Lo más importante, igual, no es el aspecto. Por ejemplo: el Pocacosa, que a primera vista me quedó tan mal, vuela diez veces mejor que El Facha, que tiene papel dorado y alerones. No sé, hay aviones que tienen actitud y al final terminan pareciéndote relindos, aunque estén hechos con papel de diario y tengan la trompa arrugada.
Lo mismo pasa con las vecinas. Porque al principio me gustaba Ema (la del tercero). Siempre con el pelo suelto y los labios con brillito y todas esas pulseras de colores. Nada que ver con María Luz (la del cuarto), que usa aparatos y es como un obelisco, de tan alta.

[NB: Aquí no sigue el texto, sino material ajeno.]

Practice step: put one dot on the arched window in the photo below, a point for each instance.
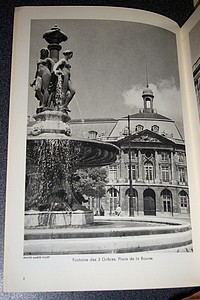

Está bien: yo cometí un error de cálculo. Quería que Conquistador aterrizara en el tercero pero en cambio fue directo al balcón de María Luz. Y lo peor: ella estaba ahí, mirándome.
Me hubiera quedado escondido detrás de los geranios, de no ser porque el avión volvió. Enseguida me di cuenta: ahora Conquistador tenía alerones y había cambiado el ángulo de inclinación. ¡Esa chica sí que era una experta!
Al lado de mi pregunta (¿”Tomamos un helado?”) había escrito con lápiz, suavecito: “Sí”. Y los dos nos fuimos a la heladería. Mientras hablábamos de lanzamientos y papeles, me pareció que los aparatos le quedaban lindísimos. Y ya no me importó su altura: gracias a los aviones, estoy acostumbrado a mirar para arriba.